3°) La dessus vient notre débat national. Il y a eu 5 propositions législatives dont une seule a été finalement retenue et le débat parlementaire s’est engagé dans l’urgence déclarée sur ce seul texte sans attendre les conclusions définitives du rapport demandé par la ministre en charge de l’environnement à 4 ingénieurs « ++ ». Certes le rapport intermédiaire est sorti à toute vitesse le 30 avril mais le rapport définitif promis pour le 31 mai semble un peu encalminé.

Cela dit, nous ne restons pas sur notre faim puisque les parlementaires avaient missionné deux d’entre eux, un UMP et un PS, pour les éclairer un peu plus. Voici le fruit de le cogitation

http://www.assemblee-nationale.fr/13/rap-info/i3517.asp

Sur le constat technique, nous n’apprenons rien de nouveau sauf qu’on ne sait pas exactement où on va qu’on sait par contre où on ne veut pas aller et pour le coup il nous faut remercier les industriels américains pour leur gloutonnerie et le réalisateur de « Gasland » pour sa pugnacité. Nous y apprenons aussi, de ces deux parlementaires, que certaines de nos craintes ne sont que « des superstitions que rien ne vient étayer » et que tous les questions posées peuvent avoir une réponse rassurante pour peu qu’on prenne les
garanties nécessaires et c’est sans surprise que nos deux élus arrivent à la même conclusion que nos quatre ingénieurs : il faut…réformer le Code Minier.
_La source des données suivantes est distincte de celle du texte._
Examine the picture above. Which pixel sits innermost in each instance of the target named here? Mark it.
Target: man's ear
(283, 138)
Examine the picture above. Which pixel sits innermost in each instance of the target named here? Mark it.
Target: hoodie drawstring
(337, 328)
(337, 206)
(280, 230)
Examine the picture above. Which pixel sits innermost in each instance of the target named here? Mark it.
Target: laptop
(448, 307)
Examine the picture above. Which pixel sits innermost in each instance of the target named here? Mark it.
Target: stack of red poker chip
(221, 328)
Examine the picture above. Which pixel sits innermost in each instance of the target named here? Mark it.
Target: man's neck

C’est certes nécessaire à moyen terme si nous voulons que la préservation de notre sous-sol et de ses richesses reste sous contrôle démocratique mais est-ce la réponse qu’on attendait en l’occurrence ? Ce n’est pas sûr.

Mais de réponse nous n’en avons point. Ou plutôt si, nos en avons deux pour le prix d’une. En effet , les deux parlementaires, d’accord sur le fond, car ils ont apparemment la même vision productiviste de la société et le même rapport à la planète, divergent quant aux conclusions, ce qui en matière de rapport parlementaire n’est pas si fréquent que cela.

En traitant de la fracturation hydraulique, ils ont en fait inventé ….la fracturation parlementaire.

Mais où sont leurs divergences ? L’un pense qu’on ne peut pas violenter une opinion publique rétive mais qu’il serait quand même balot de ne pas profiter de cette manne si c’est possible. Puisque c’est la fracturation qui pose problème, réduisons la fracturation. Mettons nos ingénieurs sur la recherche de solutions propres et allons-ygaiement ! Les Anglais et les Norvégiens ont eu la Mer du Nord, pourquoin’aurions nous pas les Causses et la Brie ?

L’autre dit «Mais ce n’est pas en remplaçant des énergies fossiles importées par des énergies fossiles locales qu’on va diminuer par quatre nos émissions de gaz à effet de serre ! »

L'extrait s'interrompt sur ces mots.